- Born: Norman Charles Pickering July 9, 1916 New York, NY
- Died: November 18, 2015 (aged 99) East Hampton, New York
- Education: Newark College of Engineering Juilliard School
- Occupation: Engineer
- Known for: Pickering pickup

= Norman C. Pickering =

Norman C. Pickering (July 9, 1916 – November 18, 2015) was an American engineer, musical instrument designer, inventor and co-founder of the Audio Engineering Society. His most famous inventions are the modern Pickering magnetic cartridge, a high-fidelity, jewel-tipped phonographic cartridge, and the Pickering pickup. After leaving the audio technology company he founded, Pickering & Company, he developed ultrasound diagnostic techniques, studied violin acoustics, and constructed 37 violins.

==Biography==
Norman Pickering was born on Long Island on July 9, 1916, in Brooklyn to Herbert Pickering and Elsie Elliott Pickering. His father was a marine engineer, and his mother was a pianist. Norman learned to read music at an early age while sitting at his mother's side, and began playing violin at the age of 7 He was injured while playing baseball, which caused him to switch from violin to French horn. He wanted to study music, but his father, who thought music "was for sissies" asserted that he should study engineering. He graduated from Newark College of Engineering in 1936 with an electrical engineering degree. He then turned back to music, attending Juilliard School on a graduate scholarship. In 1937 he joined the Indianapolis Symphony Orchestra as a French horn player, and was employed there until 1940.

While in Indianapolis he started a recording studio as he was interested in the technical aspects. This work caused the C.G. Conn company to hire him in 1940, where he researched the acoustic properties of their musical instruments. At the beginning of World War II, the Conn facility was converted from manufacturing musical instruments to aircraft instruments for the Sperry Gyroscope Company. Sperry offered Pickering a position which allowed him to return to Long Island. He held this position from 1942 until 1945. While there he played French horn with the Sperry Symphony, but it also generated in Pickering an interest in aircraft, which led him to develop a design for vibration control in Boeing aircraft.
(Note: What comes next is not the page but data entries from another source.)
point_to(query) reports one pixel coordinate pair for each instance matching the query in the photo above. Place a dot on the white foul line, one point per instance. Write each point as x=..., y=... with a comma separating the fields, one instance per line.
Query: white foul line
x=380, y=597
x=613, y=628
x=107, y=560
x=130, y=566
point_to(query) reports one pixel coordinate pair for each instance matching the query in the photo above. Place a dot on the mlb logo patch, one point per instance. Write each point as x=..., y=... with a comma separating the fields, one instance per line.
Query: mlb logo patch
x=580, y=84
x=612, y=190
His most famous invention came in 1945 when Pickering, frustrated with the acoustical limitations of sound reproduction from phonograph records, developed a pickup (a device which translates the vibrations of the needle into electrical impulses for amplification) which reduced record wear and significantly increased the accuracy of the sounds coming through the speaker. Pickering felt that phonograph records recorded sound at reasonable levels of fidelity, but that the reproduction standards were not acceptable. Listening to the results from his new device, Pickering felt that the improvement in sound "wasn't just a little, it was magnificent." Further development resulted in the Pickering cartridge. Pickering showed Sumner Hall, who had recorded the Sperry Symphony at a Carnegie Hall concert, some prototypes of his pickup. Hall encouraged development, and Pickering & Co. (later Stanton Magnetics) was started in November 1945. Initially the Pickering apparatus was only marketed for professional use in recording studios and radio stations, but by 1947 it became clear that there was potential in the consumer market. Pickering made his designs for 78 rpm records, and the 1948 introduction of the LP record caught him off-guard. As a result, he had to completely re-work his design.
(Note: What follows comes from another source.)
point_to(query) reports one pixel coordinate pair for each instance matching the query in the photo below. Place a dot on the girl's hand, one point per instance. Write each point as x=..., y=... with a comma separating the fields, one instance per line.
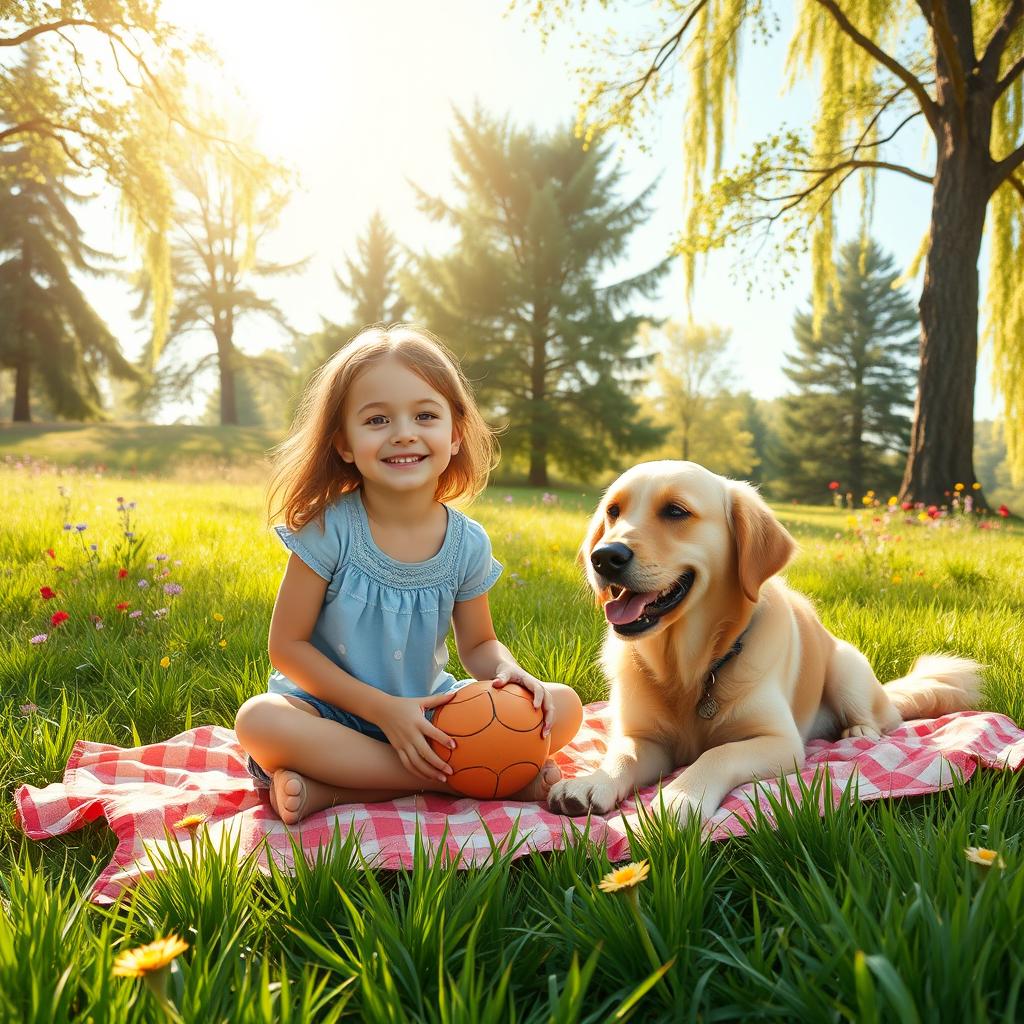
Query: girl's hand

In 1948, Pickering was among the founders of the Audio Engineering Society. In the 1950s he worked on further improving sound reproduction through tone-arm and variable equalizer modifications. He developed one of the earliest speaker towers. He was a visiting professor of acoustics at City College of New York from 1952 until 1955.
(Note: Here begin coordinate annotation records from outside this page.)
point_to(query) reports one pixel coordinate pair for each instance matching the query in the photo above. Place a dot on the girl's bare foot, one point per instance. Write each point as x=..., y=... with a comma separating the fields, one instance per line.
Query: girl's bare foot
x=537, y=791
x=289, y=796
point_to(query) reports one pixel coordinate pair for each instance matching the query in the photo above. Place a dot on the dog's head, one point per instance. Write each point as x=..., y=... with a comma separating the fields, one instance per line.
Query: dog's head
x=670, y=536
In the 1970s, he was employed at the Southampton Hospital, researching ultrasonic technology, where he developed a method to detect eye diseases. He continued his involvement with music by participating with the Paumanok Ensemble. Later, in the 1980s, he returned to the violin by making instruments, doing consulting work for d'Addario, and as president of The Violin Society of America.

He died at his East Hampton, New York residence, of cancer, on November 18, 2015 at the age of 99.

==Personal life==
Pickering was married three times. His last marriage was in 1979 to Barbara Goldowsky. He had one daughter, three sons, and two step-sons.